Can The Internet Strengthen Democracy?

Author: Stephen Coleman

Publisher: John Wiley & Sons

ISBN: 1509508406

Category: Political Science

Page: 144

View: 4161

From its inception as a public communication network, the Internet was regarded by many people as a potential means of escaping from the stranglehold of top-down, stage-managed politics. If hundreds of millions of people could be the producers as well as receivers of political messages, could that invigorate democracy? If political elites fail to respond to such energy, where will it leave them?

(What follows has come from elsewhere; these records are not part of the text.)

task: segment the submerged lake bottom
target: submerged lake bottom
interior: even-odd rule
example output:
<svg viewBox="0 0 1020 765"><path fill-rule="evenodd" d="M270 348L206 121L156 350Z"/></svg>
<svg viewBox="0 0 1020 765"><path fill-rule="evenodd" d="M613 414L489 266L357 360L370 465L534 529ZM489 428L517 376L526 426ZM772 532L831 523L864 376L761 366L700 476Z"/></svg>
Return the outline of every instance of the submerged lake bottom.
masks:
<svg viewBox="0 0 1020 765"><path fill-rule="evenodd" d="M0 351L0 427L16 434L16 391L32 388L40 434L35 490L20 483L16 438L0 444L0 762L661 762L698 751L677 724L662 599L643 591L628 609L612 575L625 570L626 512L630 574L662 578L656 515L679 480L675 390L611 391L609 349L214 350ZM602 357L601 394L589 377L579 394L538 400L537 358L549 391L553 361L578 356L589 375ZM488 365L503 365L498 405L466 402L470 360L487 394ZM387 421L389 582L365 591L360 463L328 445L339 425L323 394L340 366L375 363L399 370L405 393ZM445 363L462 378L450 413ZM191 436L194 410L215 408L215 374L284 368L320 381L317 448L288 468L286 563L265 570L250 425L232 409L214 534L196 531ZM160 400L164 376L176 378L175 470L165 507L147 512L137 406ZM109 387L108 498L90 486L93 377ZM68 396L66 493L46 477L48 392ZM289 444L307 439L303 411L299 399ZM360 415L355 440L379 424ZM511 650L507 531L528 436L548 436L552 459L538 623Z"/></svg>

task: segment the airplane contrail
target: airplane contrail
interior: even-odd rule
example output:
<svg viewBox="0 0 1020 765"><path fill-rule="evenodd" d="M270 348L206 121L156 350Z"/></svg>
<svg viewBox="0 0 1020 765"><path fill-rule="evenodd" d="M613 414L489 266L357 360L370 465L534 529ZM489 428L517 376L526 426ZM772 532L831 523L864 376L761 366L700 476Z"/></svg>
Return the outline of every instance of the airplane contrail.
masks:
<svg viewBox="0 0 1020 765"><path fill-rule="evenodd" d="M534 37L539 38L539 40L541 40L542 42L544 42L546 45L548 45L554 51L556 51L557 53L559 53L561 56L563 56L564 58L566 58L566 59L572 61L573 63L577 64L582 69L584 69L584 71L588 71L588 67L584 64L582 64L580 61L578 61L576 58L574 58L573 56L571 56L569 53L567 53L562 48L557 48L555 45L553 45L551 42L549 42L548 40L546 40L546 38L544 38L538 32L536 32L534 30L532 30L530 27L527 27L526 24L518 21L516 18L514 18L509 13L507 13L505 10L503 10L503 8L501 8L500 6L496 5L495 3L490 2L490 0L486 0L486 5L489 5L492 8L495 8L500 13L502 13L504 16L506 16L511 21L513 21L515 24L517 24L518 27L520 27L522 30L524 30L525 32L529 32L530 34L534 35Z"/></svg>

In this short book, internationally renowned scholar of political communication, Stephen Coleman, argues that the best way to strengthen democracy is to re-invent it for the twenty-first century. Governments and global institutions have failed to seize the opportunity to democratise their ways of operating, but online citizens are ahead of them, developing practices that could revolutionise the exercise of political power.

What Algorithms Want

Imagination in the Age of Computing

Author: Ed Finn

Publisher: MIT Press

ISBN: 0262035928

Category: Computers

Page: 257

View: 9051

The gap between theoretical ideas and messy reality, as seen in Neal Stephenson, Adam Smith, and Star Trek. We depend on—we believe in—algorithms to help us get a ride, choose which book to buy, execute a mathematical proof. It's as if we think of code as a magic spell, an incantation to reveal what we need to know and even what we want. Humans have always believed that certain invocations—the marriage vow, the shaman's curse—do not merely describe the world but make it. Computation casts a cultural shadow that is shaped by this long tradition of magical thinking. In this book, Ed Finn considers how the algorithm—in practical terms, “a method for solving a problem”—has its roots not only in mathematical logic but also in cybernetics, philosophy, and magical thinking. Finn argues that the algorithm deploys concepts from the idealized space of computation in a messy reality, with unpredictable and sometimes fascinating results. Drawing on sources that range from Neal Stephenson's Snow Crash to Diderot's Encyclopédie, from Adam Smith to the Star Trek computer, Finn explores the gap between theoretical ideas and pragmatic instructions. He examines the development of intelligent assistants like Siri, the rise of algorithmic aesthetics at Netflix, Ian Bogost's satiric Facebook game Cow Clicker, and the revolutionary economics of Bitcoin. He describes Google's goal of anticipating our questions, Uber's cartoon maps and black box accounting, and what Facebook tells us about programmable value, among other things. If we want to understand the gap between abstraction and messy reality, Finn argues, we need to build a model of “algorithmic reading” and scholarship that attends to process, spearheading a new experimental humanities.